All 170 participants who chose not to withdraw finished the entire intervention. Changes to session length or content were not feasible because the VR system was pre-programmed with a set procedure and duration. Participants were aware of the intervention in advance and actively participated in all sessions, despite being aware that engagement parameters were not formally documented due to ethical consideration. To guarantee consistency in intervention exposure among participants, if a session was interrupted, it was restarted with a researcher on nearby providing assistance if needed.

Before the intervention, participants were required to complete a baseline questionnaire (T1) that included measures of anxiety, mood state, mindfulness, and nature-relatedness. At the same time, the researchers collected heart rate as an indicator of stress. Afterwards, researchers provided a tutorial for the VR intervention to ensure participants understood the process of the intervention.

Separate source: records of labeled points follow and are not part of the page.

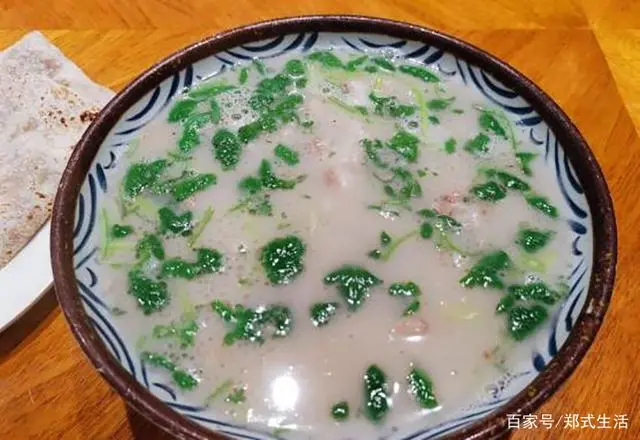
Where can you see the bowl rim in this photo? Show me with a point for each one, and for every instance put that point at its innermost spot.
(584, 163)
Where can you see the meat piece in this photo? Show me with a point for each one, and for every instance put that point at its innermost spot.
(446, 203)
(330, 178)
(410, 328)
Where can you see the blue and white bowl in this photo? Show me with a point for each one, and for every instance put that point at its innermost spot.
(88, 179)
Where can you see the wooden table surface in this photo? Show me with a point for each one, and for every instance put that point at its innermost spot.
(584, 53)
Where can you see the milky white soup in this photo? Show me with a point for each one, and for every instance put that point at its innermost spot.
(331, 246)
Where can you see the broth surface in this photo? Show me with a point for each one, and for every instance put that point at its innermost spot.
(338, 208)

Since participants were free to move around the lab during the intervention, the procedure only commenced after confirming that the laboratory environment was clear and safe. During the intervention, researchers monitored participants from a corner of the room without obstructing their movement, ensuring they could help if needed. After the intervention, researchers helped participants remove all VR equipment and collected heart rate data immediately. Also, participants were asked to complete a post-test (T2). If participants felt any discomfort after the VR intervention, they would be taken to a designated resting area to rest. Two weeks after the intervention, participants were asked to fill out a follow-up test (T3). Those who completed all three stages of testing received a compensation of 50 RMB (around US$ 8). The two-week follow-up timeframe was justified to align with clinical diagnostic criteria for anxiety, as tools such as the GAD-7 assess symptom frequency over the past two weeks. This timeframe is widely used in both clinical practice and research to evaluate the presence and severity of anxiety symptoms, making it a reliable period for monitoring changes (Spitzer et al., 2006).

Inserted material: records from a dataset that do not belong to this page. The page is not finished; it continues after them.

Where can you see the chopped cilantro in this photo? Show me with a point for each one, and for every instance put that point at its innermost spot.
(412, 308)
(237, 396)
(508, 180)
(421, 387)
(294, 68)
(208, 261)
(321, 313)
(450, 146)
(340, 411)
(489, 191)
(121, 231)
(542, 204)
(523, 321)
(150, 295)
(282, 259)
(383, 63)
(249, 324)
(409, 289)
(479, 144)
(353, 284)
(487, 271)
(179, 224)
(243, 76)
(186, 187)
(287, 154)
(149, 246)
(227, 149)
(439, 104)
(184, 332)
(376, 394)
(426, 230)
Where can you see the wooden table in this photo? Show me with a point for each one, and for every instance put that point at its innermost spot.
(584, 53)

Participants in the experimental and placebo groups attended laboratory sessions where both self-report questionnaires and physiological data, including heart rate, were collected during the pre-and post-intervention phases. In contrast, the control group was designed as a baseline-only condition and did not undergo any intervention or attend laboratory-based sessions. Instead, control participants completed only the self-report assessments remotely at pre- and post-tests. Heart rate data were not collected for this group due to ethical considerations and to avoid introducing potential reactivity effects from laboratory exposure, thereby preserving a clean no-intervention comparison condition.

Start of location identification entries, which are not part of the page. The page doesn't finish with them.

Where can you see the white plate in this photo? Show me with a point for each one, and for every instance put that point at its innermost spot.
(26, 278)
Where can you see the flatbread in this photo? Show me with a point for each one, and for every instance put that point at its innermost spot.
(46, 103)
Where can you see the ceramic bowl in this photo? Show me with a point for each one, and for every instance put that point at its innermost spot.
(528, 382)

All intervention and assessment sessions were conducted on weekday afternoons between 1:30 pm and 6:00 pm. This time frame was selected to ensure consistency across participants and to minimise potential confounding factors such as variations in mood, energy level, and sleep patterns that may occur on weekends or outside of standard working hours. By avoiding evening or weekend scheduling, we aimed to reduce the influence of daily routine disruptions on anxiety-related outcomes.

Data analysis

Data were analysed using R. First, descriptive statistics were reported by mean score, standard deviation and 95 % confidence interval. Normality and homogeneity of variance tests were also used to choose the appropriate method of data analysis. Second, to test that there were no significant group differences in dependent variables at baseline, a series of one-way ANOVA were employed. Third, to test whether Mind Nature intervention effectively alleviated participants’ anxiety symptoms, trait-state anxiety, and negative mood while improving positive mood, mindfulness, and nature-relatedness, repeated mixed-ANOVA was used to evaluate such effects from T1 to T3. To control for Type I error resulting from multiple comparisons across groups and outcomes, we applied the Benjamini-Hochberg procedure to adjust p-values, using a false discovery rate of 0.05. This approach balances error control with statistical power and is suitable for studies involving multiple related hypothesis tests. Additionally, an independent t-test was conducted to assess differences in heart rate and VR-induced sickness, which were measured only at time points T1 and T2. The significance level for all tests was set at less than 0.05. The independent variable was the group assignment, and the dependent variables were changes in anxiety symptoms, state-trait anxiety, positive and negative mood, mindfulness, nature-relatedness, heart rate, and simulator sickness across timepoints. Due to the dropout rate from T1 to T3, a sensitivity analysis was conducted to confirm the robustness of the findings.

Ethics

The research adhered to the Declaration of Helsinki and ethical guidelines and was approved by the University’s Human Research Ethics Committee via the institutional platform formally referred to as the Animal Experimental Ethical Inspection Form (No. WZU-2024–032). Before participating, all individuals received an electronic participant information sheet outlining the purpose of the study, the nature of the intervention, expected duration, potential risks and benefits, and assurances regarding confidentiality and data handling. Participants were informed that their participation was voluntary and that they had the right to withdraw at any time without consequence. To minimise expectancy effects and reduce bias, the study was described in general terms as an investigation into “VR experience,” without revealing the specific hypotheses. Participants signed the consent form once they fully understood the study and agreed to their participation.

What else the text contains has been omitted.